Violences sexuelles dans l'Eglise: un audit pointe les Missions étrangères de Paris
© VLADIMIR SIMICEK, AFP - Un total de 63 cas de violences sexuelles ont été répertoriés depuis 1950 au sein des Missions étrangères de Paris (MEP)
C'est un nouvel épisode dans le scandale des violences sexuelles qui secouent l'Eglise: les Missions étrangères de Paris (MEP) sont pointées dans 63 cas depuis les années 1950, selon un audit qui n'exclut pas un total réel "largement supérieur".
"Entre 1950 et 2024, 63 incidents de violences sexuelles ont été répertoriés dans 14 pays. Ils ont impliqué 46 prêtres sur les 1.491 ayant exercé sur cette période", affirment jeudi les MEP dans un communiqué résumant le rapport du cabinet indépendant GCPS Consulting.
Dans le détail, huit cas "avérés" peuvent être légalement qualifiés "de délits ou de crimes", explique le rapport. Sur les 55 cas restants, "46 pourraient également être qualifiés de délits ou de crimes si les faits étaient confirmés".
Les MEP, société catholique de missionnaires fondée en 1658, avaient annoncé en mai 2023 cet audit. Il s'agissait alors d'un "travail complémentaire" à celui de la Ciase, qui avait documenté, en octobre 2021, l'ampleur de la pédocriminalité dans l'Eglise catholique depuis 70 ans.
Le rapport révèle que 29 allégations concernent des mineurs (pour 15 autres, l'âge des victimes n'est pas connu). Et dans 60% des cas, les victimes sont des femmes ou des filles.
Le plus grand nombre de signalements concerne la France (19), la Thaïlande (10) et le Cambodge (7). Les MEP revendiquent aujourd'hui 150 prêtres et 17 séminaristes dans 14 pays, essentiellement en Asie.
Une grande partie des violences auraient eu lieu dans les années 1970 (19 cas) et 2010 (16). Sur la période 1950-1970, très peu de cas ont été recensés (les rares semblant "particulièrement graves"), ce qui peut s'expliquer "par la faible sensibilisation" et des "normes et pratiques de l'Église quasiment inexistantes à l'époque".
- "flou" -
Car le rapport le souligne: le nombre total d'allégations, sur une période de 74 ans, "est faible", et l'analyse "basée sur des données parcellaires".
Il est "probable" que le total réel "est largement supérieur" au nombre de cas recensés, selon le rapport, qui avance comme hypothèses qu'"un certain nombre de cas n'ont pas été signalés" et que les MEP "n'étaient pas en mesure" de les repérer.
Même s'il reste en-deçà de la réalité, cet audit est "une étape essentielle", affirme à l'AFP Véronique Margron, la présidente de la Conférence des religieux et religieuses de France (Corref), en remerciant les MEP d'avoir "pris à bras le corps ce scandale qui les touche, brise des vies, dénature l’Eglise catholique".

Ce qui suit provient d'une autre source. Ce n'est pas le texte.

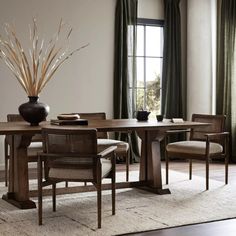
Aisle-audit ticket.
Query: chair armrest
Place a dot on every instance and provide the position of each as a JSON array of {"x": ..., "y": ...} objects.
[
  {"x": 211, "y": 136},
  {"x": 107, "y": 151},
  {"x": 214, "y": 135},
  {"x": 177, "y": 131},
  {"x": 224, "y": 135}
]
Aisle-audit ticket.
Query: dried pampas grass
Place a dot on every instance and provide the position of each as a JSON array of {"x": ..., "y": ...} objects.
[{"x": 35, "y": 69}]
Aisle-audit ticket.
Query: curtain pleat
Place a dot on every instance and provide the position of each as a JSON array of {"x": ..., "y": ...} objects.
[
  {"x": 226, "y": 68},
  {"x": 172, "y": 81},
  {"x": 125, "y": 67}
]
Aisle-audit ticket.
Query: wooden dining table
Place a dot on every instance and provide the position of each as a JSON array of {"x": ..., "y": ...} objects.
[{"x": 150, "y": 132}]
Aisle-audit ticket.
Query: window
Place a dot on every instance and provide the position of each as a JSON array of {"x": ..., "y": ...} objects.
[{"x": 149, "y": 57}]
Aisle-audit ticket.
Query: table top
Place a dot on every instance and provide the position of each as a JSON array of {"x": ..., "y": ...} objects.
[{"x": 101, "y": 125}]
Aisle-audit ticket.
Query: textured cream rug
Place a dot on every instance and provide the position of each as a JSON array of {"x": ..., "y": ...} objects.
[{"x": 136, "y": 210}]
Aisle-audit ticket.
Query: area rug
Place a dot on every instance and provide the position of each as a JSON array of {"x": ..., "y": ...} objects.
[{"x": 136, "y": 210}]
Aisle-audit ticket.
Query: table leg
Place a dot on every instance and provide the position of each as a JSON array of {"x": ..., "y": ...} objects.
[
  {"x": 150, "y": 164},
  {"x": 18, "y": 193}
]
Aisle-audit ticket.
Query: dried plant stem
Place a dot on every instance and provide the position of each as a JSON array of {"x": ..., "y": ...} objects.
[{"x": 34, "y": 72}]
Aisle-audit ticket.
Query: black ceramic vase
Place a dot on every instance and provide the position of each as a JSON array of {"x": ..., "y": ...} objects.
[{"x": 33, "y": 111}]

Elle juge "indispensable" que chaque victime soit "rencontrée, si elle le souhaite, accompagnée et autant que possible réparée".
Dans leur communiqué les MEP s'engagent à "soutenir" et "protéger toutes les victimes", et à "mettre en œuvre les recommandations" du rapport: plan de prévention, généralisation de la formation, développement d'une politique de signalement... "Une cartographie des risques doit également être développée", ajoute le communiqué.
S'il salue "le volontarisme actuel" de la direction des MEP, le rapport note toutefois certaines "résistances internes parfois fortes" que les auditeurs ont pu rencontrer lors de leurs entretiens (170 personnes rencontrées et près de 4.000 documents examinés).
Ce rapport intervient alors que l'Eglise en France continue de faire face à des révélations de violences sexuelles, telles que celles concernant l'Abbé Pierre depuis l'été dernier.
Pour le prêtre Camille Rio, lanceur d'alerte sur les MEP qui lui ont depuis signifié son renvoi, ce rapport doit constituer un "point d'étape, pas une conclusion". "Il faut à présent une enquête romaine ou une visite apostolique", ajoute-t-il, en déplorant "une impunité incompréhensible" au sein de l'Eglise.
Les MEP s'étaient retrouvées dans la tourmente lorsque leur ancien dirigeant de 2016 à 2021, l'évêque de La Rochelle Georges Colomb (déchargé de son office), a été mis en examen en novembre 2023 pour tentative de viol sur un homme majeur.
L'évêque auxiliaire de Strasbourg Gilles Reithinger a ensuite quitté ses fonctions en février 2024, après s'être défendu d'avoir couvert cette affaire.